L’une des particularités de cette nouvelle feuille de route présentée au roi est qu’elle prend en compte l’impact que pourrait avoir la région sur le cursus choisi par les étudiants.

« Ces nouvelles Cités vont privilégier des formations qui répondent aux spécificités et aux potentialités de chaque région, à la fois dans les métiers liés aux domaines d’activités porteurs de l’écosystème dans lequel elles s’implanteront, mais aussi dans les métiers du futur, comme le Digital Offshoring, » a précisé le ministre de l’Education au Palais royal.

Dans une déclaration accordée à TelQuel, Loubna Tricha, la directrice générale de l’OFFPT considère que cette feuille de route est une « restructuration nécessaire à l’avancement du secteur », ainsi qu’une « mise à niveau de l’offre existante ». Elle nous explique également pourquoi elle perçoit ces cités comme « principale locomotive » du dispositif.

« Nous avons essayé d’y mettre notre retour d’expérience pour réunir les conditions nécessaires aux Cités, pour qu’elles réussissent à dispenser de bonnes formations.

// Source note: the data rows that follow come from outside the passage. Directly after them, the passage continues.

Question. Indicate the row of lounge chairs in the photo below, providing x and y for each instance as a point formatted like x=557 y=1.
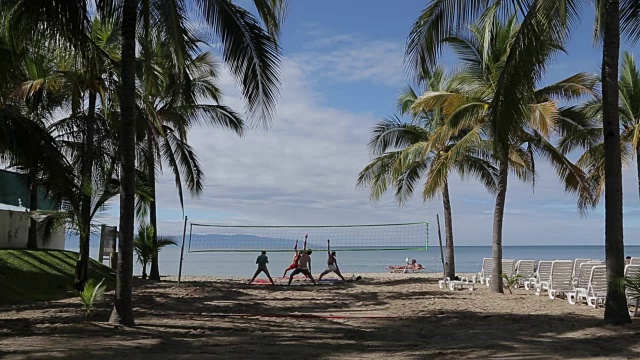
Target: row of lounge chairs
x=579 y=280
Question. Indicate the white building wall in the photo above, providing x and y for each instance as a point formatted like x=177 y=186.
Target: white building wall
x=14 y=232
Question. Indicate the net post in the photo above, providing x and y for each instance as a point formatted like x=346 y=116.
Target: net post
x=426 y=245
x=184 y=235
x=444 y=270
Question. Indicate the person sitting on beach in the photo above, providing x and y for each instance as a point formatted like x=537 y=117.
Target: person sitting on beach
x=332 y=263
x=304 y=264
x=262 y=262
x=294 y=261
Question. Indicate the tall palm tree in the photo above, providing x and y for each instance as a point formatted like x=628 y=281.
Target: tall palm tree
x=520 y=127
x=408 y=151
x=441 y=17
x=251 y=53
x=168 y=109
x=252 y=56
x=590 y=138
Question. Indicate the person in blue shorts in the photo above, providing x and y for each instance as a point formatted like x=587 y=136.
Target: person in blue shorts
x=262 y=262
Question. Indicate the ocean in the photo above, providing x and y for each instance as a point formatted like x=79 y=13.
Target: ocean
x=468 y=259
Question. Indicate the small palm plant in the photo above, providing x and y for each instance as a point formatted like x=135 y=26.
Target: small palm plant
x=510 y=282
x=145 y=248
x=632 y=289
x=90 y=294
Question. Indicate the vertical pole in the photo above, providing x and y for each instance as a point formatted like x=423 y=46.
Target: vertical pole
x=113 y=260
x=102 y=236
x=444 y=270
x=184 y=235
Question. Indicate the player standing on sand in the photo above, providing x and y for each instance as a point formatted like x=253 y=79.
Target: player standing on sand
x=332 y=263
x=262 y=262
x=294 y=261
x=304 y=263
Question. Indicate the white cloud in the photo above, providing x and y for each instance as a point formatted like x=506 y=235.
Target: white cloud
x=302 y=171
x=343 y=58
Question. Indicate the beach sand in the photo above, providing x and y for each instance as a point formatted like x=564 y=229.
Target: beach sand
x=382 y=316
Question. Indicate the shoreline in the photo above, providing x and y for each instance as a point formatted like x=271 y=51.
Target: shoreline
x=404 y=316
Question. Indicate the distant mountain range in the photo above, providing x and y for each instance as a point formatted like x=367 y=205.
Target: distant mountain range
x=244 y=242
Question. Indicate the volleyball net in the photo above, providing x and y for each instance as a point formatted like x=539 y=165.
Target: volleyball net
x=221 y=238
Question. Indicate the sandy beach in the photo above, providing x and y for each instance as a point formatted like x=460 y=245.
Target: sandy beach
x=404 y=316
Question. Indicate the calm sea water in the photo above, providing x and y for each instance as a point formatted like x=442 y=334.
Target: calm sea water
x=468 y=259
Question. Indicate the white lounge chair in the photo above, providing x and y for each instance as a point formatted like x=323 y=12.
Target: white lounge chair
x=596 y=288
x=461 y=284
x=486 y=271
x=576 y=268
x=541 y=280
x=582 y=282
x=631 y=271
x=526 y=270
x=508 y=266
x=560 y=278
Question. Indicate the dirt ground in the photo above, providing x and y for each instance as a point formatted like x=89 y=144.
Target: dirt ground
x=381 y=316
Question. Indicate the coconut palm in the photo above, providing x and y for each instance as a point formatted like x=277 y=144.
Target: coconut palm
x=519 y=128
x=408 y=151
x=544 y=19
x=168 y=108
x=590 y=138
x=250 y=52
x=252 y=56
x=146 y=248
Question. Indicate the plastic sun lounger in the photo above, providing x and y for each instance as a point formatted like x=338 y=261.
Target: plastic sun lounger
x=526 y=270
x=596 y=288
x=576 y=269
x=461 y=284
x=457 y=284
x=631 y=271
x=560 y=278
x=541 y=280
x=582 y=282
x=403 y=269
x=487 y=269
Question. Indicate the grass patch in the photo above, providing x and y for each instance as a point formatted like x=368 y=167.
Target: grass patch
x=43 y=275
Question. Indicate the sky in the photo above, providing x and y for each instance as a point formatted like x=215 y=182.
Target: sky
x=341 y=73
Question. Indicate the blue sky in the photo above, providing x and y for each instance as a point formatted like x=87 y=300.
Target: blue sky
x=342 y=70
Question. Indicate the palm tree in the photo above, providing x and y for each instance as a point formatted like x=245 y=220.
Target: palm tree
x=408 y=151
x=251 y=53
x=543 y=19
x=146 y=248
x=519 y=128
x=590 y=138
x=169 y=106
x=252 y=56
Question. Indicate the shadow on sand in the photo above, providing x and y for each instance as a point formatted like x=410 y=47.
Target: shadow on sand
x=195 y=323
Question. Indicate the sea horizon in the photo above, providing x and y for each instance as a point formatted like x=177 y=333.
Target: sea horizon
x=468 y=259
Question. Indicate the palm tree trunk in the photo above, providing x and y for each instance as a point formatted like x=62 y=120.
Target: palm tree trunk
x=638 y=165
x=122 y=312
x=616 y=311
x=86 y=171
x=450 y=264
x=498 y=217
x=32 y=240
x=155 y=270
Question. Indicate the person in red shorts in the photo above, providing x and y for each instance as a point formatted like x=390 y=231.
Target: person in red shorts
x=294 y=262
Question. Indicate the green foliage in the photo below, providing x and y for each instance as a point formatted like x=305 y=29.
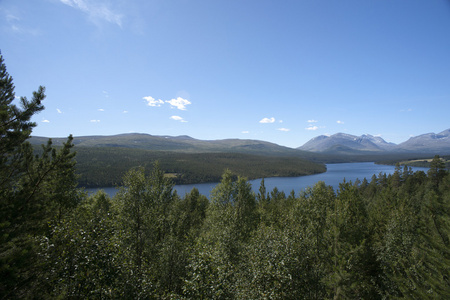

C’est une offre adaptée à la région et aux métiers du futur avec cette fois-ci, un mode de gouvernance impliquant les professionnels et une ingénierie actualisée selon l’approche par compétence », nous déclare Loubna Tricha, avant de préciser que l’une des principales priorités sera le « Learning by doing » (apprentissage par la pratique), avec un focus sur la maîtrise des langues, tout en ayant recours aux technologies de l’information et de la communication (TIC).

La directrice générale de l’OFPPT rappelle aussi que l’un des objectifs principaux de cette feuille de route est de « répondre aux besoins du marché du travail », en facilitant l’intégration des étudiants dans le monde professionnel. De manière à ce que secteur devienne un véritable levier de la croissance économique nationale.